'A great town for art and music:' reflecting on the Reno Jazz Festival and a musical life
Now in his last year at the University, Larry Engstrom looks back at the canceled Reno Jazz Festival and his time as a musician and educator.
It was a sad day this past Wednesday when I learned that the Reno Jazz Festival won’t be happening this year. This being my last year at the University, the news made me stop and reflect on my career as a musician and an educator.
I think I did my first gig where somebody gave me money when I was in the eighth grade, and I’ve been hooked ever since. I moved to Reno in 1987, and I’ve been a professor of music and served as director of the School of the Arts and chair of the music department. I also ran the Reno Jazz Festival for 25 years. During that time, I’ve had the pleasure of being involved in Reno’s vibrant live music scene, where I got to perform with the likes of Frank Sinatra, Sammy Davis Jr., Ray Charles, the Smothers Brothers and many more incredible musicians.
Reno is still a great town for live music, but it was something else back in those days. I was playing in the Harrah’s Orchestra six nights a week. On my off day, I played in the Reno Philharmonic, and I had a pretty active brass quintet and a jazz quintet. I’d wake up around 7:00 in the morning, spend all day on campus, head home for about an hour, eat a quick dinner, get in the car and drive up to South Lake, play all night, get home around 2:30 in the morning and do it all again the next day. The schedule was demanding, but it never felt like a chore because I was doing what I love.
That’s not to say there weren’t times I would have liked to just stay home. I remember one Christmas Eve, my second daughter had just been born less than a week before, and this performer named Charo was doing a two-week run at Harrah’s. She wasn’t really my favorite performer, so I really didn’t want to play already. On top of that, I’ve got a newborn, a house full of family from out of town, it’s Christmas Eve, and it’s snowing like crazy. Sure enough, right about the time I needed to leave to get to work, there’s a lull in the storm.

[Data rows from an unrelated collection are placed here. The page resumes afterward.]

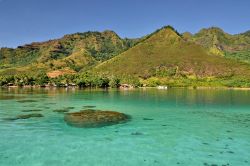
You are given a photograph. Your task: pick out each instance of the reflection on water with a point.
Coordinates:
(168, 127)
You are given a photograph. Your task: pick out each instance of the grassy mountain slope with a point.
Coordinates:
(74, 52)
(221, 43)
(166, 53)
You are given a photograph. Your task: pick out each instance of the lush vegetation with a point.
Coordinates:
(103, 59)
(76, 51)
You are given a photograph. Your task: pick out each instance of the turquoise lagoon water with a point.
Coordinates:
(168, 127)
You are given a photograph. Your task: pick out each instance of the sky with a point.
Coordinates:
(26, 21)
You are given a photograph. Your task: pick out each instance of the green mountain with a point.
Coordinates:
(74, 52)
(210, 57)
(167, 54)
(220, 43)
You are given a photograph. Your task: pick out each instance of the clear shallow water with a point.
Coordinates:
(187, 127)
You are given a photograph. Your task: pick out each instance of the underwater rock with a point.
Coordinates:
(94, 118)
(89, 106)
(70, 108)
(32, 110)
(61, 110)
(26, 101)
(147, 119)
(26, 116)
(136, 133)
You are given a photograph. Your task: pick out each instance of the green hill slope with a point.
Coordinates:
(224, 44)
(75, 52)
(168, 54)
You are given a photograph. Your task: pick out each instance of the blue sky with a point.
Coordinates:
(25, 21)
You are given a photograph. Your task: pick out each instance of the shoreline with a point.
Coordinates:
(72, 87)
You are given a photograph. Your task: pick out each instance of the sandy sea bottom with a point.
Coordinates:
(168, 127)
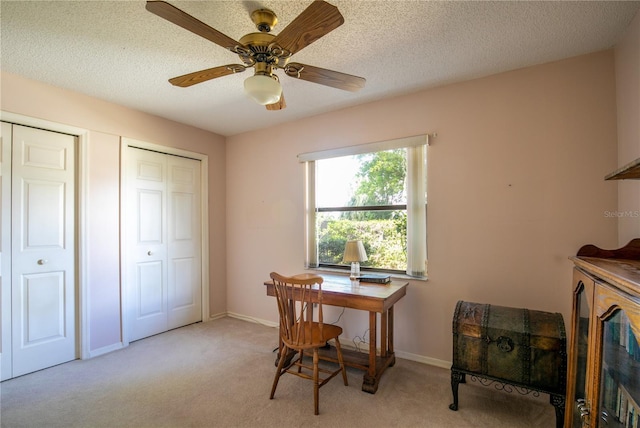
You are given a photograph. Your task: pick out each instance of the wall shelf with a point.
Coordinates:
(629, 171)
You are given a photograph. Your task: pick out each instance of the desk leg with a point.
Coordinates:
(390, 338)
(384, 343)
(369, 382)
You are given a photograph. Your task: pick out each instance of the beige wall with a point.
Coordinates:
(106, 123)
(515, 187)
(627, 60)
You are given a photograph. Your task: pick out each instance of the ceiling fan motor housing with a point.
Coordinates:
(264, 19)
(260, 49)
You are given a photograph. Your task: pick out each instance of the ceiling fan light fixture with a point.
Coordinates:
(263, 89)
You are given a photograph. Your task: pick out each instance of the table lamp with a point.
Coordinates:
(354, 252)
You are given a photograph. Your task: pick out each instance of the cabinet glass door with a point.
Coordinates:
(582, 335)
(620, 378)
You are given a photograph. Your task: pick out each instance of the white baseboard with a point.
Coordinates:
(105, 350)
(252, 319)
(350, 343)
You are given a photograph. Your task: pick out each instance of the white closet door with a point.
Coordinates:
(5, 251)
(163, 250)
(43, 249)
(185, 237)
(147, 243)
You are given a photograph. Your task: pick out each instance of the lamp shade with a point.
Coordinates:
(354, 252)
(263, 89)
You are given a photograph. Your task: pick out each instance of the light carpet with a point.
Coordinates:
(219, 374)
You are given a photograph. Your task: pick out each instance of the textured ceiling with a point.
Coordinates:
(120, 52)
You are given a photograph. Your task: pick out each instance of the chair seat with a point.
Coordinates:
(329, 331)
(297, 297)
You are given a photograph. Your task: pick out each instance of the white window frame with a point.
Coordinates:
(416, 197)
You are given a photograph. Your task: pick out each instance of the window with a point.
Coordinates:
(375, 193)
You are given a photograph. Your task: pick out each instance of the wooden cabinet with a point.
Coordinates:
(603, 388)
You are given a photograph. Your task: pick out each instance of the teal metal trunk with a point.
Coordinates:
(519, 349)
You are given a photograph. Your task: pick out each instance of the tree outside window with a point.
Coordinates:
(363, 197)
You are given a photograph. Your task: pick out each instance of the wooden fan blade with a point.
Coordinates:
(326, 77)
(277, 106)
(188, 22)
(204, 75)
(318, 19)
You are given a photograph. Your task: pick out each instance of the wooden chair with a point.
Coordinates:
(296, 297)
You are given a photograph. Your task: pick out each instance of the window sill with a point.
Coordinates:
(393, 275)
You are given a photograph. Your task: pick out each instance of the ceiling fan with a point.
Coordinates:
(265, 52)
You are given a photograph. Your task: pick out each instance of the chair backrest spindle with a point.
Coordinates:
(296, 298)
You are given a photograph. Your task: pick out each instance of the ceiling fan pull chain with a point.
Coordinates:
(293, 70)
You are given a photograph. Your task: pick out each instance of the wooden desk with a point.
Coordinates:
(374, 298)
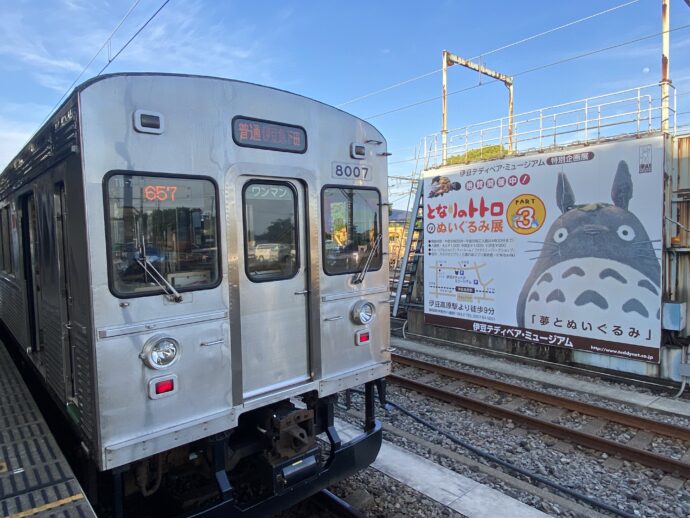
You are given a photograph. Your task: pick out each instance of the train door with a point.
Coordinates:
(274, 285)
(32, 272)
(61, 237)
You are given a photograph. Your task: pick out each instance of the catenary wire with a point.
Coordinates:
(133, 36)
(413, 159)
(107, 40)
(528, 71)
(498, 49)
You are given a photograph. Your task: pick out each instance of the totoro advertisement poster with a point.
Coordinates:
(561, 248)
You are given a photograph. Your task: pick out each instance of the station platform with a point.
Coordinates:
(35, 479)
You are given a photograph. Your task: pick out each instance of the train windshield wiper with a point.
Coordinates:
(359, 276)
(143, 261)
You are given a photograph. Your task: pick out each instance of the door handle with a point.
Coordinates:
(214, 342)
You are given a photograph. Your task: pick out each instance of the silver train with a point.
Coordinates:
(194, 266)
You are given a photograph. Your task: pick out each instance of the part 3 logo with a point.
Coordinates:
(526, 214)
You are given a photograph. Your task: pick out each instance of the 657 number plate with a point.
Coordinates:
(343, 171)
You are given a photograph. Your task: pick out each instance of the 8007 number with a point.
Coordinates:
(350, 172)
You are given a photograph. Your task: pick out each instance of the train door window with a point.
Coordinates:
(351, 227)
(161, 226)
(270, 231)
(6, 229)
(3, 237)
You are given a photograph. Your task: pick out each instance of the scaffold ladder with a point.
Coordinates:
(414, 250)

I called my boss, and he says, “You gotta come.” So I threw on the chains and drove up the pass. That’s just how it was back then.
That was rare, though. Usually, I was driving up during the evening, and I got to watch the sun go down over the lake almost every day. It was a great time to be a musician in Reno. You could make decent money and have a family because you didn’t have to tour. It helped the University recruit some great talent, too, because they could make money on the side while they went to school.
A lot of people view the old Reno as seedy and dirty. It’s attention grabbing to talk about the shady stuff, but that wasn’t the Reno I knew. What I remember is you could go out any night of the week and see great live music in one of the show rooms. People were friendly, and everyone was having a good time. I think that’s a part of the old Reno that’s alive and well. I’m proud to have been a part of that. I’m sad that there won’t be a Jazz Festival for my last year at the University, but that’s life. It will be back next year, and Reno will keep changing and growing. Whatever happens, I think Reno will always be a great town for art and music.